Nachdem ein Mitarbeiter des EUMC die Autoren
im Frühjahr 2003 telefonisch davon in Kenntnis gesetzt hatte, dass die
Studie wohl nicht veröffentlicht werden würde, traf Juliane Wetzel im Juni
am Rande der OSZE-Konferenz zum Antisemitismus in Wien im Juni 2003 die
Direktorin des EUMC, Beate Winkler, die eine mögliche Veröffentlichung des
Berichts noch immer in Aussicht stellte. Bis heute hat das Zentrum für
Antisemitismusforschung keine offizielle Nachricht darüber erhalten, dass
die Studie nicht publiziert wird. Inzwischen allerdings haben der World
Jewish Congress, die Vereinigung der Jüdischen Gemeinden Frankreichs und der
EU-Abgeordnete Daniel Cohn-Bendit sowie einige internationale Presseorgane
die Studie auf ihren Webseiten zugänglich gemacht.
Am 4. Dezember schließlich stellte auch das EUMC die Studie ohne Zutun des
Zentrums für Antisemitismusforschung ins Netz, allerdings ohne das Vorwort,
gezeichnet von Beate Winkler und dem Vorsitzenden des Management Boards Bob
Purkiss, das die Veröffentlichungsabsicht unterstreicht, die heute vom EUMC
geleugnet wird. Zudem befindet sich auf der Homepage des
EUMC eine Erklärung, die
der Studie mangelnde Wissenschaftlichkeit und Datenbasis sowie unlautere
Generalisierungen und falsche Vergleiche unterstellt. Verschiedene
Presseorgane empfehlen deshalb die Studie über die Seite von Daniel
Cohn-Bendit einzusehen, um ein vollständiges Bild zu erhalten, zumal noch
weitere Passagen in der EUMC Version gestrichen wurden, in denen die Behörde
die Ergebnisse der Studie unterstreicht. Dies ist vermutlich eine Reaktion
auf den öffentlichen Druck, der durch die internationale
Presseberichterstattung in den letzten Wochen über den Skandal der
Nichtveröffentlichung entstanden ist. Auslöser des Medieninteresses war ein
Artikel in der Financial Times (englische Ausgabe) am 16. November 2003, der
die „Verschlusssache“ aufdeckte.
Über die tatsächlichen Gründe, warum das EUMC
die Studie unter Verschluss hielt, kann letztlich nur gemutmaßt werden.
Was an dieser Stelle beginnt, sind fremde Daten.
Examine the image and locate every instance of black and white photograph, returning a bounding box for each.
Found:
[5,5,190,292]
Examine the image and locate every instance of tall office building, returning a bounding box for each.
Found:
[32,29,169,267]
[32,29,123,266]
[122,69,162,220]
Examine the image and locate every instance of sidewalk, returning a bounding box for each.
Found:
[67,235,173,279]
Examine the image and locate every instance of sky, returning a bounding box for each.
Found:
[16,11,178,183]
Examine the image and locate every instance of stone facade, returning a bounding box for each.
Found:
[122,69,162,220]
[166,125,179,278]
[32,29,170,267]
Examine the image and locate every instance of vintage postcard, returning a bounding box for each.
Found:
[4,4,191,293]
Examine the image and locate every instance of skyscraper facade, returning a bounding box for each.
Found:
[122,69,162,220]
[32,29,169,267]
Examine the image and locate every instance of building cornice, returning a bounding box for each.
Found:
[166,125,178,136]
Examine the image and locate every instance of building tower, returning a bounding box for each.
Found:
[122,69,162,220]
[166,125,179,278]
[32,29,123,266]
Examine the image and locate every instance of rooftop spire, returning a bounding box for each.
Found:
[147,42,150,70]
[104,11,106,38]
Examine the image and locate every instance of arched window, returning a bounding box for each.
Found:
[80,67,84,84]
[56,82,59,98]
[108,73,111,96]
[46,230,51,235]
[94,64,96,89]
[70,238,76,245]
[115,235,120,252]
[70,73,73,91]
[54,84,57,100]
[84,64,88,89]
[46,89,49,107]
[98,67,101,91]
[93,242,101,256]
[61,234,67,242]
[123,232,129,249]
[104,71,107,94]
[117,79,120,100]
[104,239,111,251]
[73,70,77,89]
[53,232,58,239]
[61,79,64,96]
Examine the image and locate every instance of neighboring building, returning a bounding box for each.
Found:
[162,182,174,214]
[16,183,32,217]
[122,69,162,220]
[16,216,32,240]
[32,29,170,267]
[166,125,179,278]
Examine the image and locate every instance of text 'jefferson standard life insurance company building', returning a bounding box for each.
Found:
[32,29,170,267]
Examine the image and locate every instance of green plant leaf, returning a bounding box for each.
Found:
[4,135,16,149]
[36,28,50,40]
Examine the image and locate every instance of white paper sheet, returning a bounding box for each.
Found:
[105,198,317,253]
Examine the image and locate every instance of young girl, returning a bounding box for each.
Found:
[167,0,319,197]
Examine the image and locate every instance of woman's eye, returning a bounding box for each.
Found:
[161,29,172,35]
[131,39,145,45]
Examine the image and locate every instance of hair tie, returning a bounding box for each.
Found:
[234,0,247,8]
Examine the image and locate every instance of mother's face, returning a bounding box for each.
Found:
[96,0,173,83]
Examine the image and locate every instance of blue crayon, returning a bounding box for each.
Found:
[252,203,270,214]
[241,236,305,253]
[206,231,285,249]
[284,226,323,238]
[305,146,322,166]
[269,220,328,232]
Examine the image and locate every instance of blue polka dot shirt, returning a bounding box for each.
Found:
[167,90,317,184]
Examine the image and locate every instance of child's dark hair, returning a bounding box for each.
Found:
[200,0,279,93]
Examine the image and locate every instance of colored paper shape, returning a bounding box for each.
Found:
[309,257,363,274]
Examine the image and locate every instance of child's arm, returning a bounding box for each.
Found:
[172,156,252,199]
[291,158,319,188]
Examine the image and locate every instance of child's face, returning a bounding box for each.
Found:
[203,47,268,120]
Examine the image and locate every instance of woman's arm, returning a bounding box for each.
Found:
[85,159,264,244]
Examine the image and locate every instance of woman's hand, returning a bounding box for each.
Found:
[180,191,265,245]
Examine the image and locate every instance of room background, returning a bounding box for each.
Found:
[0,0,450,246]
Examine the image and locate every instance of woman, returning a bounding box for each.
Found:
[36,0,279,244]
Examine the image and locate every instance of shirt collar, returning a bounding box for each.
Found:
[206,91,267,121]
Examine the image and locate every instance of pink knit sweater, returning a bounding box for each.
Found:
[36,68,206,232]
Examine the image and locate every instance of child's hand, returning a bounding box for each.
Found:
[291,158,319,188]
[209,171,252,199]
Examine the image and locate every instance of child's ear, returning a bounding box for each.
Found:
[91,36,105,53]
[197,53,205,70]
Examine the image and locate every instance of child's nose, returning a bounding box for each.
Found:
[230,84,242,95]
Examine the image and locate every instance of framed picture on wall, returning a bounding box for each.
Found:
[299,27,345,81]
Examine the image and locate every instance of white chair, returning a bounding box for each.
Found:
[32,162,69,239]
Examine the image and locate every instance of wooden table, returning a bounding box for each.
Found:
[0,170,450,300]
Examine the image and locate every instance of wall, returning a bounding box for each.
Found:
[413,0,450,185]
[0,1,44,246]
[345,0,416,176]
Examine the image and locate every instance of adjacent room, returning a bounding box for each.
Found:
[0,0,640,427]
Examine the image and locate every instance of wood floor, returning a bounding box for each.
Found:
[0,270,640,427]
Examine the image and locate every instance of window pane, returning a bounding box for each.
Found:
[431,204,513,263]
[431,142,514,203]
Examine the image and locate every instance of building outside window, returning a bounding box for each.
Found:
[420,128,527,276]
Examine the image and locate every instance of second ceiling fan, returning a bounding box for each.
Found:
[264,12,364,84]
Zum
einen ist dies wohl den Ergebnissen der Studie geschuldet, die in den
Ländern Frankreich, Belgien, den Niederlanden und Großbritannien häufig
jugendliche Muslime arabischen bzw. nord-afrikanischen Ursprungs als Täter
antisemitischer Übergriffe benennt, gleichzeitig jedoch feststellt, dass
diese Gruppen selbst unter massiven Diskriminierungen leiden, am Rande der
Gesellschaft leben und einen Sündenbock für ihre schlechte Lebenssituation
suchen. Da das EUMC sich mit Recht seit Jahren darum bemüht, diese
Missstände aufzuzeigen, und einen wesentlichen Teil seiner Arbeit der
Entwicklung von Strategien gegen die Islamophobie widmet, sieht es seine
Initiativen nun gefährdet. Ziel einer wissenschaftlichen Studie kann es
jedoch nicht sein, auf solche politischen Intentionen Rücksicht zu nehmen,
im Gegenteil, Wissenschaftler sind dazu angehalten, die Fakten zu erforschen
und zu präsentieren, die der Politik als Basis dienen. Unbequem scheint auch
die Benennung von antisemitischen Tendenzen in einigen linken Gruppierungen
bzw. im Umfeld der Globalisierungsgegner zu sein, die die Grenze zwischen
einer durchaus legitimen Kritik an der israelischen Politik hin zu einer
Instrumentalisierung von antisemitischen Stereotypen im Kampf gegen eine
„imperialistische, kapitalistische Besatzungsmacht“ überschreiten. Sie
benutzen den Vergleich mit dem nationalsozialistischen Genozid, um Israel zu
diffamieren bzw. machen die jüdische Bevölkerung in anderen Ländern
verantwortlich für die Politik Israels im Nahostkonflikt. Solche
antisemitischen Stereotypen waren etwa bei pro-palästinensischen
Demonstrationen in einigen EU-Ländern evident. Diese Vorurteile sind im
übrigen auch bis in die Mitte der Gesellschaft hinein verbreitet. Ungeachtet
dieser Entwicklungen, die nicht erst 2002 offenkundig wurden, sondern in
manchen Ländern bereits während des Sechs-Tage-Krieges 1967 zu beobachten
waren, sind in einer Reihe von EU-Ländern, so auch in Deutschland, auch
weiterhin überwiegend rechtsextreme Gruppierungen und Einzelpersonen
verantwortlich für gewalttätige antisemitische Übergriffe.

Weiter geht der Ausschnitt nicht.